Tang Bao enroscou-se, deitou sobre o ventre de Su Jing e aproveitou o banho de sol. Deu um longo bocejo, espreguiçou-se, e com suas patinhas peludas e fofas, pisou no ventre de Su Jing, mexendo-se de um lado para o outro, enquanto o traseiro balançava, visivelmente feliz. De vez em quando, uma patinha tocava suavemente o peito dela, e uma expressão de satisfação e deleite surgia no rosto de Tang Bao.
Mas Su Jing não aguentou por muito tempo; virou-se levemente e Tang Bao caiu sobre a grama, interrompendo o momento de prazer.
Com ar melancólico, Tang Bao apoiou as patinhas ao lado da perna de Wang Hao, recomeçando a pisar, como se aquilo fosse a brincadeira mais divertida. Wang Hao olhou para Su Jing, intrigado: “Tang Bao está doente? Por que age assim?” Ele sempre fornecia energia mágica para Tang Bao e Xiao Jin, garantindo que crescessem saudáveis, sem sinais de doença.
Tang Bao fechou os olhos de contentamento, esticando as patinhas dianteiras, alternando os movimentos de empurrar e puxar, como num jogo típico de gatos.
“Não sei ao certo. Vou pesquisar na internet ou perguntar em algum fórum. Ah, uma amiga minha já criou alguns gatos, ela deve saber o que está acontecendo!” Apressada, Su Jing pegou o celular e enviou uma mensagem.
Pouco depois, Tang Bao sacudiu o corpo, animada, e se aproximou da mão de Wang Hao, deitando-se de barriga para cima, pedindo para ser coçada. Wang Hao acariciou suavemente o ventre dela e brincou: “O que sua amiga respondeu?”
“Gato amassando pão... que nome estranho!” Su Jing sorriu, lendo a mensagem.

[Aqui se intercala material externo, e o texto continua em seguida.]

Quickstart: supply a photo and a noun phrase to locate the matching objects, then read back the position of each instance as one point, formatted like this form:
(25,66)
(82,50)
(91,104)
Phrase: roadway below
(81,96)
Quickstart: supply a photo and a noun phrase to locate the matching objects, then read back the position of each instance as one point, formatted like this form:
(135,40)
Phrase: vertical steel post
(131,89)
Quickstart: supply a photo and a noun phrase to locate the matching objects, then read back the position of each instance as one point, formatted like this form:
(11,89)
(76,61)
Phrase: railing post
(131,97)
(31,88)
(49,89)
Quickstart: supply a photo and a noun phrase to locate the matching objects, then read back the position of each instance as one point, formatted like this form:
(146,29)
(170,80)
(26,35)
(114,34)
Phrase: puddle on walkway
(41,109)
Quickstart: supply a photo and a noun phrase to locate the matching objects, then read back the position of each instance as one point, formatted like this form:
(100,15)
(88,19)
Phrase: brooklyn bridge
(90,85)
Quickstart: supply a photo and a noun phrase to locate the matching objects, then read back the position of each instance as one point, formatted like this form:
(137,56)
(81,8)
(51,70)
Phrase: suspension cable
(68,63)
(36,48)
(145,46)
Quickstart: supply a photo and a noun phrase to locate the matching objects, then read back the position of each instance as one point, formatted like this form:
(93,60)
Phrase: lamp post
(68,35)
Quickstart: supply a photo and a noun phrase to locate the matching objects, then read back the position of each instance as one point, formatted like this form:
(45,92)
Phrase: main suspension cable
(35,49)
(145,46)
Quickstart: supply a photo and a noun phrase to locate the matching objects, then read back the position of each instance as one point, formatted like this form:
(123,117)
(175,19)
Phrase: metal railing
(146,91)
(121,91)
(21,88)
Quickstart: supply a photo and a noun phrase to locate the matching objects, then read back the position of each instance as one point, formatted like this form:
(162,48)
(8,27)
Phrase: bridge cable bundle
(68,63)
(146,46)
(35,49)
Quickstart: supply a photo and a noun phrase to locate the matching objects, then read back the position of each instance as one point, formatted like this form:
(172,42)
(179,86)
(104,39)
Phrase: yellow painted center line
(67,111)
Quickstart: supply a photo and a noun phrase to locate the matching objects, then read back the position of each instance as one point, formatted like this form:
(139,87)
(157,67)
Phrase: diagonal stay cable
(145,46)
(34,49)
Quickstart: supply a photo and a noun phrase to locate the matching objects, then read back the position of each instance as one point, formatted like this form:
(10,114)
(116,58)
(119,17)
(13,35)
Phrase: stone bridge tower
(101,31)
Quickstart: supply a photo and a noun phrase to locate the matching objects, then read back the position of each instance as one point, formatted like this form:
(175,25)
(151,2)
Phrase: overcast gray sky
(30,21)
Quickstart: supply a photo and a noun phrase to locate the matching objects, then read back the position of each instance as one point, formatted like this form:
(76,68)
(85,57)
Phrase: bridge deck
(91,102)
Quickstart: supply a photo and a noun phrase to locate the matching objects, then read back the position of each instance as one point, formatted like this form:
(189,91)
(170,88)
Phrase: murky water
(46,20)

Não imaginava que esse gesto fosse uma forma de carinho dos gatos.
Quando o gato sente falta da mãe, procura um lugar macio para pisar alternadamente com as patas dianteiras. Esse gesto, chamado de amassar pão, é um instinto dos filhotes para estimular a produção de leite materno, algo absolutamente normal.

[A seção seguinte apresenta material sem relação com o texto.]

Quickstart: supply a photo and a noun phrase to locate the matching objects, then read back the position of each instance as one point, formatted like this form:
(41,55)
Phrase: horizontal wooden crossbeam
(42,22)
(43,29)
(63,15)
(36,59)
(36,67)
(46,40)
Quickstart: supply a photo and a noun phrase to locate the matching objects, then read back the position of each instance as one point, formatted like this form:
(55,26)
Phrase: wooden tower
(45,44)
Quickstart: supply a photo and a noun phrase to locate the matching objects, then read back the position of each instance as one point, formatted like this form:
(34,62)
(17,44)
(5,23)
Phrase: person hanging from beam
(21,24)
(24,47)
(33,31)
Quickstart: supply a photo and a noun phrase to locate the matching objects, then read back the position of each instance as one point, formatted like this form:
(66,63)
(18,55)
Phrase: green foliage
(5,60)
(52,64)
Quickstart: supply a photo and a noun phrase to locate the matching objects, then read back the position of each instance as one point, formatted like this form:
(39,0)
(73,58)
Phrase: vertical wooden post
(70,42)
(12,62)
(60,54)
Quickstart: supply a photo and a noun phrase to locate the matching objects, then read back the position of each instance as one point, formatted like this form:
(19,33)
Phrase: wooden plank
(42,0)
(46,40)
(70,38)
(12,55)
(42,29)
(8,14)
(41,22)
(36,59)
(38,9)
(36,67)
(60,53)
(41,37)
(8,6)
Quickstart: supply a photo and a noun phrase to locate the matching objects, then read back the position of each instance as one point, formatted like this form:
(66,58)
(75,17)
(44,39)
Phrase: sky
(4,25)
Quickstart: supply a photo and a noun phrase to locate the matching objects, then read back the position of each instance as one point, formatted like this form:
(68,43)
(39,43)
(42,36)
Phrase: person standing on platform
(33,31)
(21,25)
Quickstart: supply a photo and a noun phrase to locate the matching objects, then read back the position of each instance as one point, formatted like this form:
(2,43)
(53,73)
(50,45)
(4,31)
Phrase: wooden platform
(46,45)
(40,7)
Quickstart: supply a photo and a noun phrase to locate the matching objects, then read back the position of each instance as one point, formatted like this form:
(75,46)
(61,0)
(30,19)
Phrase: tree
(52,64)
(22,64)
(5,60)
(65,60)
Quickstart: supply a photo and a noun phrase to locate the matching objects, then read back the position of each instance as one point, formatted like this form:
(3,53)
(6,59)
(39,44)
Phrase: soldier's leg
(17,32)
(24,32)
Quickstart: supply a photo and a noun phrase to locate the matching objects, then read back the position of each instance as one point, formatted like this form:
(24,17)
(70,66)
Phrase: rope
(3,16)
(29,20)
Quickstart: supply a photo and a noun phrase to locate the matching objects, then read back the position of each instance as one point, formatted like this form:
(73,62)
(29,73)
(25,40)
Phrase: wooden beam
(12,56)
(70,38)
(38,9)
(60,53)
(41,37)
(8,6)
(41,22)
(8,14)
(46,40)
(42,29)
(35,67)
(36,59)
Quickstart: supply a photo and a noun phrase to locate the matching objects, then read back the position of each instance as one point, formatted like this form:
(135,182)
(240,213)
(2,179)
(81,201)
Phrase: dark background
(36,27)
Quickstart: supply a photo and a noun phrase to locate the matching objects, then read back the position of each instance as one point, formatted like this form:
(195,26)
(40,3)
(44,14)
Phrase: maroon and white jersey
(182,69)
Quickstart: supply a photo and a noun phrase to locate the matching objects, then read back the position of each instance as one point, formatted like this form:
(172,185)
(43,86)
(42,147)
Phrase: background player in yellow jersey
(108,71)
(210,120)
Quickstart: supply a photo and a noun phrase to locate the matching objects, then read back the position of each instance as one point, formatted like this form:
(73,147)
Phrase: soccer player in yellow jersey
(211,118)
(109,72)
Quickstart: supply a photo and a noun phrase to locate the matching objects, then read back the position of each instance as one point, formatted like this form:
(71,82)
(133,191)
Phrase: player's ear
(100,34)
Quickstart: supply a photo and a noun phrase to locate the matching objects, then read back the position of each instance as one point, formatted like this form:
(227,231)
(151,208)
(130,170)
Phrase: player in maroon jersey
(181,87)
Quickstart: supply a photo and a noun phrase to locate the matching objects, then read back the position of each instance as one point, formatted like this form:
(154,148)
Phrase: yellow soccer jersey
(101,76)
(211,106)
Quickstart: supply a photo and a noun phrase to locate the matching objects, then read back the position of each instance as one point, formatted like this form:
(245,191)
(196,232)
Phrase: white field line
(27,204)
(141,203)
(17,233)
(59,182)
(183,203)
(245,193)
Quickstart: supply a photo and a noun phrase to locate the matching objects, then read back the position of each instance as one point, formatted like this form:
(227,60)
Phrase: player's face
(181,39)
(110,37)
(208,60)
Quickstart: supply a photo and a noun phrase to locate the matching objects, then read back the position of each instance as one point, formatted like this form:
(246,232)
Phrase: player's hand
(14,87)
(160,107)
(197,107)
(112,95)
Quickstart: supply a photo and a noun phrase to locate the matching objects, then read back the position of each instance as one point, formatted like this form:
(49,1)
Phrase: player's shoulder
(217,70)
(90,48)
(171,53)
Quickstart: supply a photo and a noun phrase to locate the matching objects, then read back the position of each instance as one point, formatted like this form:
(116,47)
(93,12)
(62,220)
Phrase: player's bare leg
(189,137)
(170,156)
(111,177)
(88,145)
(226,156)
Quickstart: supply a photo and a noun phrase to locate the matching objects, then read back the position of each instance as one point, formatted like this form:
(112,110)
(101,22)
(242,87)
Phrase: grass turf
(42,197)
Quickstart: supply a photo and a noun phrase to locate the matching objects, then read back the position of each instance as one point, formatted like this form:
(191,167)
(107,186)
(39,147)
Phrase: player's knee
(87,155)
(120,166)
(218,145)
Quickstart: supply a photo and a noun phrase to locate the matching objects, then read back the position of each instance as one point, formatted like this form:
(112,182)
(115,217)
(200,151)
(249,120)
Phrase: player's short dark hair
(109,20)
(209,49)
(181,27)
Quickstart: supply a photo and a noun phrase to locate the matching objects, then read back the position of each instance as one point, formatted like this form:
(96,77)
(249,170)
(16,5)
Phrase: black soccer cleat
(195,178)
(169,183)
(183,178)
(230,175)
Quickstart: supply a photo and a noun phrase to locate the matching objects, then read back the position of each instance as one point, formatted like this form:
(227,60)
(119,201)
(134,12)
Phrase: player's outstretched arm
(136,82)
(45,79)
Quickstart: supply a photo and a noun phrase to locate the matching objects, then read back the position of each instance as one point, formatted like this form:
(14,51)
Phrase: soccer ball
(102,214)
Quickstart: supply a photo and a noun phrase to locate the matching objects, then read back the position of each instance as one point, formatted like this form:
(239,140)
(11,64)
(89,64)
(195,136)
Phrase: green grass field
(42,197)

Para muitos gatos domésticos, amassar pão deixou de ser apenas um ato fisiológico, passando a ser uma necessidade de lazer e prazer. É uma maneira de se relaxar, demonstrar afeto ao dono, e, na maioria das vezes, é ritual diário, com expressões de deleite, como se estivesse marcando território.